The Glimmering Room
by Cynthia Cruz
Cynthia Cruz's second collection, The Glimmering Room, beckons readers down into
the young speakers' dark underworld, and because we are seduced by Cruz's
startling imagery and language rich with "Death's outrageous music," we follow
willingly. The poems wander in and out of their own American
wastelands—strip malls, bus stations, state psychiatric hospitals, "the
Starver's Ward // With the other almost-girls"—with a loneliness "so
brutal / It is beautiful." Peopled with "ambassadors from the
Netherworld"—the orphaned and abused, the lost and addicted—Cruz
leads us through this "traveling minstrel show / Called girlhood—" which
is at once tragic and magical.
From “Strange Gospels” to stark, entrancing dispatches from inside the hospital walls, these poems give voice to the voiceless in the face of poverty, addiction, war, and consumerism. “I am diseased with this / Recurring dream that is / My life,” one speaker declares, and we are devastated not by a godless world, but by a world rife with the “God of gas station bathrooms / And of girls held hostage / Inside their own bedrooms,” a God who “does not keep/ The demons back.” Relentless in its descent into “the mind's outrageous factory," the book's redemption lies not in pulling us—the readers or the speakers—back from the edge, but in its refusal to look away or to let us forget: “memory // That warm slop of honey, / seeping. No way to stop it / And its gorgeous hurricane of bees.”

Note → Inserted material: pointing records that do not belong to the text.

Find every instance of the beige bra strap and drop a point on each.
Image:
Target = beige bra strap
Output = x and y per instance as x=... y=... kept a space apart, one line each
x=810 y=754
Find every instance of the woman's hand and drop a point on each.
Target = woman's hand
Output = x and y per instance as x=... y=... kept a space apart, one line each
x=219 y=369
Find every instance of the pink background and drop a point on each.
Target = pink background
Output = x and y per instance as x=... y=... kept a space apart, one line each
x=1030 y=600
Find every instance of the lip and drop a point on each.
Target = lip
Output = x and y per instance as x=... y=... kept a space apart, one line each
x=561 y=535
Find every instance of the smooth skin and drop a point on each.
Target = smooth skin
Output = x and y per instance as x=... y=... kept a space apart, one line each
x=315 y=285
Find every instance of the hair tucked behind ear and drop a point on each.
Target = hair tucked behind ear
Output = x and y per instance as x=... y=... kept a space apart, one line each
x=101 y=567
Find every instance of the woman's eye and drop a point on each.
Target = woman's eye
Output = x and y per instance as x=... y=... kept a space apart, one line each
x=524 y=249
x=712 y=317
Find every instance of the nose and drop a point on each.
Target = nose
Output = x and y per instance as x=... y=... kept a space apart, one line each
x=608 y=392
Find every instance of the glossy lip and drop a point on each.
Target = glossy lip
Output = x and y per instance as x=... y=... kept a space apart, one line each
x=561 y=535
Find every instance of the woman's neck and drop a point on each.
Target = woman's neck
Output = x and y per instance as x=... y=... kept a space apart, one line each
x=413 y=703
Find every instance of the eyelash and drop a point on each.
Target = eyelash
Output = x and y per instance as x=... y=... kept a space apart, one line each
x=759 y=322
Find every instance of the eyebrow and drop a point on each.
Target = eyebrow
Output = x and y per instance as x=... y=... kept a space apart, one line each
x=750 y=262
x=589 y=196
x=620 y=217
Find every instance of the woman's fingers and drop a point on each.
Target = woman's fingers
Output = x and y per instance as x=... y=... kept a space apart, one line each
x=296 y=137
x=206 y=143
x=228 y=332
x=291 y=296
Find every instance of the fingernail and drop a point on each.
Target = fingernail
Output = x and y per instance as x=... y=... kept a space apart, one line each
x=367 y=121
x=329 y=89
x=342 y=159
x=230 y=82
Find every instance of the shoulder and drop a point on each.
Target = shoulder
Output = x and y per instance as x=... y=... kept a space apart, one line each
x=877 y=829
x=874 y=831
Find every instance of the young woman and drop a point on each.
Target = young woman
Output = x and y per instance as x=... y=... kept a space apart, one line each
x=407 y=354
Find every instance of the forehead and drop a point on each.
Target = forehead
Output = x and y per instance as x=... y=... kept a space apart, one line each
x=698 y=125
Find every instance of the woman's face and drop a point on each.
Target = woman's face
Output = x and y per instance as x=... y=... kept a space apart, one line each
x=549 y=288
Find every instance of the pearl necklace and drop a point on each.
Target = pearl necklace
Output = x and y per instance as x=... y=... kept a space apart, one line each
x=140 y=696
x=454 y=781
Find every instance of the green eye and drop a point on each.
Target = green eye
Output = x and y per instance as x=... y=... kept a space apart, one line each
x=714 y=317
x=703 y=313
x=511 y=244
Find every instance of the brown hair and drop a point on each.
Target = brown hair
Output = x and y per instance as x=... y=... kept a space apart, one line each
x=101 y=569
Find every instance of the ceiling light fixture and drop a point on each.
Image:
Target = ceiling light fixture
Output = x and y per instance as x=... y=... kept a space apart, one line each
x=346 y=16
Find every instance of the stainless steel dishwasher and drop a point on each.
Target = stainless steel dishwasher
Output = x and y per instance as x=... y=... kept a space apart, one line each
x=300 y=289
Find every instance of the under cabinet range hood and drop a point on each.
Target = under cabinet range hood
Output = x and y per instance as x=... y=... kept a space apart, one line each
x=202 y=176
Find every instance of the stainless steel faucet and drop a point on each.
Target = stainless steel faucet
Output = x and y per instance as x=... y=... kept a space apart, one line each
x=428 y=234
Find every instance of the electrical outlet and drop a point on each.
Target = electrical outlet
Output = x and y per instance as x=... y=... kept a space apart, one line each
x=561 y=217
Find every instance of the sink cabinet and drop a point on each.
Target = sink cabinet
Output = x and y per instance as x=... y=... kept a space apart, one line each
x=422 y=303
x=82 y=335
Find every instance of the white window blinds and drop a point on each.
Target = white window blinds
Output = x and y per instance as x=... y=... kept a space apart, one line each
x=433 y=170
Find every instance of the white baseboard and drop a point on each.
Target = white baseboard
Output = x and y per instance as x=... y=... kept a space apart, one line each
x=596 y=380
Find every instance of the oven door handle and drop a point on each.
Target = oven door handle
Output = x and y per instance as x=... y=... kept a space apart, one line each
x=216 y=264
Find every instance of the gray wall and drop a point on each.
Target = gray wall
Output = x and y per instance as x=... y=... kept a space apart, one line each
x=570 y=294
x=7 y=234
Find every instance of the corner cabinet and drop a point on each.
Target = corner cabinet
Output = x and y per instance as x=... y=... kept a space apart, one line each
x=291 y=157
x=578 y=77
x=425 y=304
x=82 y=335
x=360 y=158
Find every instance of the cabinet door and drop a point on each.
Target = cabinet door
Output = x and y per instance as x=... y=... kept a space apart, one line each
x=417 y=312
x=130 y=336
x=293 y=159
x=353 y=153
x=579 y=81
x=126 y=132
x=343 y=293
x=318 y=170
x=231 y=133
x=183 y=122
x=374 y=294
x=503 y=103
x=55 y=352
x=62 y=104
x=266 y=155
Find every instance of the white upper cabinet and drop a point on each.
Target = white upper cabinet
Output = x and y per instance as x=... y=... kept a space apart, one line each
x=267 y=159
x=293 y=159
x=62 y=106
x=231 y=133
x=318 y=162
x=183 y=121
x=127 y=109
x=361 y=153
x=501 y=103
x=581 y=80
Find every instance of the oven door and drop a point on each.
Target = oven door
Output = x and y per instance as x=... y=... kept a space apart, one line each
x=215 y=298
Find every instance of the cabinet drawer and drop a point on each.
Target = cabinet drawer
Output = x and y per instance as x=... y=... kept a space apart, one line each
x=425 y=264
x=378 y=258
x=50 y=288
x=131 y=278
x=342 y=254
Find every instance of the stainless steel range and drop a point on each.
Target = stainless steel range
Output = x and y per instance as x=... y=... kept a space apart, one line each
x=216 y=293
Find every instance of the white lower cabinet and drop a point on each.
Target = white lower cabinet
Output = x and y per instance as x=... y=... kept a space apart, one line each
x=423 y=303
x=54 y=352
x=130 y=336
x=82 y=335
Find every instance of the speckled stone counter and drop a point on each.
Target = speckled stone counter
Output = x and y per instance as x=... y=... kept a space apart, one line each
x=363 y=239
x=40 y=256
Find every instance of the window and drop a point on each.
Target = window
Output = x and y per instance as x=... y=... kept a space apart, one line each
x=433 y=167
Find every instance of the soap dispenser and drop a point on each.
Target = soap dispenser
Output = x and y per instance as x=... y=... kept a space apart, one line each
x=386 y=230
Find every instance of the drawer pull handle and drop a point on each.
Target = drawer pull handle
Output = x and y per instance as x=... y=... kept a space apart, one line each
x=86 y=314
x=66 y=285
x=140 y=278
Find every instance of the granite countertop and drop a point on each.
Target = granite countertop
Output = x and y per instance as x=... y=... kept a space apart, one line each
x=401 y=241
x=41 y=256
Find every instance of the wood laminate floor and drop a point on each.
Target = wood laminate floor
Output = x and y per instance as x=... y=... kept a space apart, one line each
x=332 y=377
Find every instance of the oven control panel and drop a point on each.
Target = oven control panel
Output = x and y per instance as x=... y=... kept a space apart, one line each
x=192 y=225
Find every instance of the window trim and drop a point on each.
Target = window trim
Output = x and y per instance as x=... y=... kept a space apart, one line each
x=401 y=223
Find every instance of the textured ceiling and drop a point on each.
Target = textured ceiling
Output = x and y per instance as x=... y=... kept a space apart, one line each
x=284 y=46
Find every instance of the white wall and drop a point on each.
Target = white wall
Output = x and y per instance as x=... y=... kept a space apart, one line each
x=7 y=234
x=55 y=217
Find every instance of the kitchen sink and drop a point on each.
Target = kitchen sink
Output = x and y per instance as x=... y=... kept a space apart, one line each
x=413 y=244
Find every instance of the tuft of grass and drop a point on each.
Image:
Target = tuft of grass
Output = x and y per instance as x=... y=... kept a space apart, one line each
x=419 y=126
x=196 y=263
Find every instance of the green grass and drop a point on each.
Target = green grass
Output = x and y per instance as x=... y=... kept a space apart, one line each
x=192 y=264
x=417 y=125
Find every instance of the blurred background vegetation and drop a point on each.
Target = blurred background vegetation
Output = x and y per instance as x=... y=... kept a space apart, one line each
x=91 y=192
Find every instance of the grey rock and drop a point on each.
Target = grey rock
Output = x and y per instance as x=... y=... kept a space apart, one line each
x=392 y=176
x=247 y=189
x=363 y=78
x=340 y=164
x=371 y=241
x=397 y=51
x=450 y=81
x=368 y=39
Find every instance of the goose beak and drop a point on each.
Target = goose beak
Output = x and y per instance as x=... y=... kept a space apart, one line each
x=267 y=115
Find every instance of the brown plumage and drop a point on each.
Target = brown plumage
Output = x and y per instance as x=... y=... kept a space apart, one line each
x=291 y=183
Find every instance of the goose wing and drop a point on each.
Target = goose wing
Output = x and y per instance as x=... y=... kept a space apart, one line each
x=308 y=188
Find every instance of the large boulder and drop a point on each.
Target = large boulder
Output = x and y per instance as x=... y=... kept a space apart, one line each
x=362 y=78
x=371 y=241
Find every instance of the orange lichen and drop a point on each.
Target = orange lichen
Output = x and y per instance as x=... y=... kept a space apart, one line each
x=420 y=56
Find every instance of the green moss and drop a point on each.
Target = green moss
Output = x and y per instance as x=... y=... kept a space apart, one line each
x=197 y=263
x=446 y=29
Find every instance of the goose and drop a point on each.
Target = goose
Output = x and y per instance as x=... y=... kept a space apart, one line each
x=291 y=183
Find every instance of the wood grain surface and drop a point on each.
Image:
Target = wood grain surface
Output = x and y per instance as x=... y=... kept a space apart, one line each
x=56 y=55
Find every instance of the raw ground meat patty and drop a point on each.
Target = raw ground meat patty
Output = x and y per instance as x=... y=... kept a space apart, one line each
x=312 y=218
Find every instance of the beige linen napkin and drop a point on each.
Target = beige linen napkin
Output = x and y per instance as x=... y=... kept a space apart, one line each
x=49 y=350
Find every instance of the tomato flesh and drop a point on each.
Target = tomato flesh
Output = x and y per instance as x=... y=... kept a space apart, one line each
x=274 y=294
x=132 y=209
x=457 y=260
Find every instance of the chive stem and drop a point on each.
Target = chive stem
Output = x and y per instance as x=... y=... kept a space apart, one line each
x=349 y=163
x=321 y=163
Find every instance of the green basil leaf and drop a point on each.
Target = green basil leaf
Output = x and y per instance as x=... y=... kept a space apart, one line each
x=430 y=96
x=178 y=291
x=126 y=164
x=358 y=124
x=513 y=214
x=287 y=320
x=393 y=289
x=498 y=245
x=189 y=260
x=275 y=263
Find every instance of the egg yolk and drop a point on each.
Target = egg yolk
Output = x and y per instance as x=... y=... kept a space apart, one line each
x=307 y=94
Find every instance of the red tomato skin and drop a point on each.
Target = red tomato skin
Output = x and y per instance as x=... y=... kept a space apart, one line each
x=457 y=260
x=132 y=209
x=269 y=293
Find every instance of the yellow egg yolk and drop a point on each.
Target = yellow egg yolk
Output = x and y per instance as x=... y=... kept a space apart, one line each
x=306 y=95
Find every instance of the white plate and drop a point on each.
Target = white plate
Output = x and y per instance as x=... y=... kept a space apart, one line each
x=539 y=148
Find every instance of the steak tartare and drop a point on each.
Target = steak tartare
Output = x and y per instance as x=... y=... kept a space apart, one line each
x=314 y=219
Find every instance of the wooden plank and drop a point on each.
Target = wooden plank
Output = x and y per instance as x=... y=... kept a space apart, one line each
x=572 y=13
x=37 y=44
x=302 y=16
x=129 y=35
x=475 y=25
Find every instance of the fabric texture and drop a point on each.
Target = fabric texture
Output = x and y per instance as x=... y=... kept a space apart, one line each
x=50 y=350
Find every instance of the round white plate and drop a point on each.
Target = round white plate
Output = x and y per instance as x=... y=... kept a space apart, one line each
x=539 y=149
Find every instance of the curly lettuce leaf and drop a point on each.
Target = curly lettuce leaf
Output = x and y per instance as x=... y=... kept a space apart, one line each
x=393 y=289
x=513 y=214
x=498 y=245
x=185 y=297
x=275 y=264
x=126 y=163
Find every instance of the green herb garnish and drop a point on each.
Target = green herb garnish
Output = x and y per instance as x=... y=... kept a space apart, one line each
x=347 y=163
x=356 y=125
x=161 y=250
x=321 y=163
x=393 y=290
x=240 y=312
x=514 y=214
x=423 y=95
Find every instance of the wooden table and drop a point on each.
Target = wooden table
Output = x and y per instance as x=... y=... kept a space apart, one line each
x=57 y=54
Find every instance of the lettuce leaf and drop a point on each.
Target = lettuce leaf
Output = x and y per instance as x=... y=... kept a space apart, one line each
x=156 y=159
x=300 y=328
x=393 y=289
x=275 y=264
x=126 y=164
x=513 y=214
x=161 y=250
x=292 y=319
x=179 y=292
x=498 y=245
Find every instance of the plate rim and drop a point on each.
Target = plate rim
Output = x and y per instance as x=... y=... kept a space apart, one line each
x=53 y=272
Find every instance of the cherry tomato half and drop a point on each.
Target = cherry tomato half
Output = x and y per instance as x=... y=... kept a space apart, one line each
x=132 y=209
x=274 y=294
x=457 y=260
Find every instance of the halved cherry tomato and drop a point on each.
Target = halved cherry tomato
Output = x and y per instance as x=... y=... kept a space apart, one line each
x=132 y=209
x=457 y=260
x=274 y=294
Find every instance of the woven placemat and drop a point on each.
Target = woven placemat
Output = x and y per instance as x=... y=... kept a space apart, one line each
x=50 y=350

“Cruz's characters—coerced, lonely, drugged, abused, desperate, abandoned,
sick—are perpetually on the edge of oblivion. Only the intensity and
sympathy of Cruz's attention keeps them from passing over into disaster. No one
seen this clearly and known this perfectly can ever truly be lost from the
world—or forgotten by the reader.”
“Would that this book-as-gun shot mere blanks. No. Rather, its deadly content offers
sky-burnt formulas, medicated rituals, sly lies that turn into bare truths
uglier than any you ever knew or came across. Yes. Intelligence marries pain.
Yet, to read these poems is to continually plummet. Diagnosed, feverish,
starving, malevolent, and startlingly to the point ('You ask why I starve
myself, why / my friends are all dead.'), the speaker of these poems is an
onslaught of her own making. The Glimmering Room is a savage and
stunningly coherent collection that turns the so-called 'post-confessional'
mode on its head.”
I got my dream pills.
They're wrapped in tin foil
And it's going to be alright.
I got sweet Billy with me
And he's still breathing and
It's beautiful, what they're telling us.
Got my enzymes, a nickel bag of
Electrolytes. My entire life,
I've been waiting for this.
I got my radio on.
I've got it hooked into a chip
And lodged inside a suburb of thought
In my brain, somehow.
And it's weird, how it's wired.
I can hear the fires.
I can hear the daisies
As they fell the desert.
Pretty machete like
Paper Mache confetti of
Dropped cluster bombs and now
I can hear the Black
Hawks wild in their swarm and
I've got my horses and
I'm holding beautiful Billy in my arms.
It's like a song.
about the author
Cynthia Cruz was born in Germany and raised in Northern California. She is the author of Ruin (Alice James Books) and the recipient of fellowships from Yaddo, the MacDowell Colony, and a Hodder Fellowship. Her poems have been published in the New Yorker, The Paris Review, Boston Review, American Poetry Review, Kenyon Review and others. She lives in Brooklyn.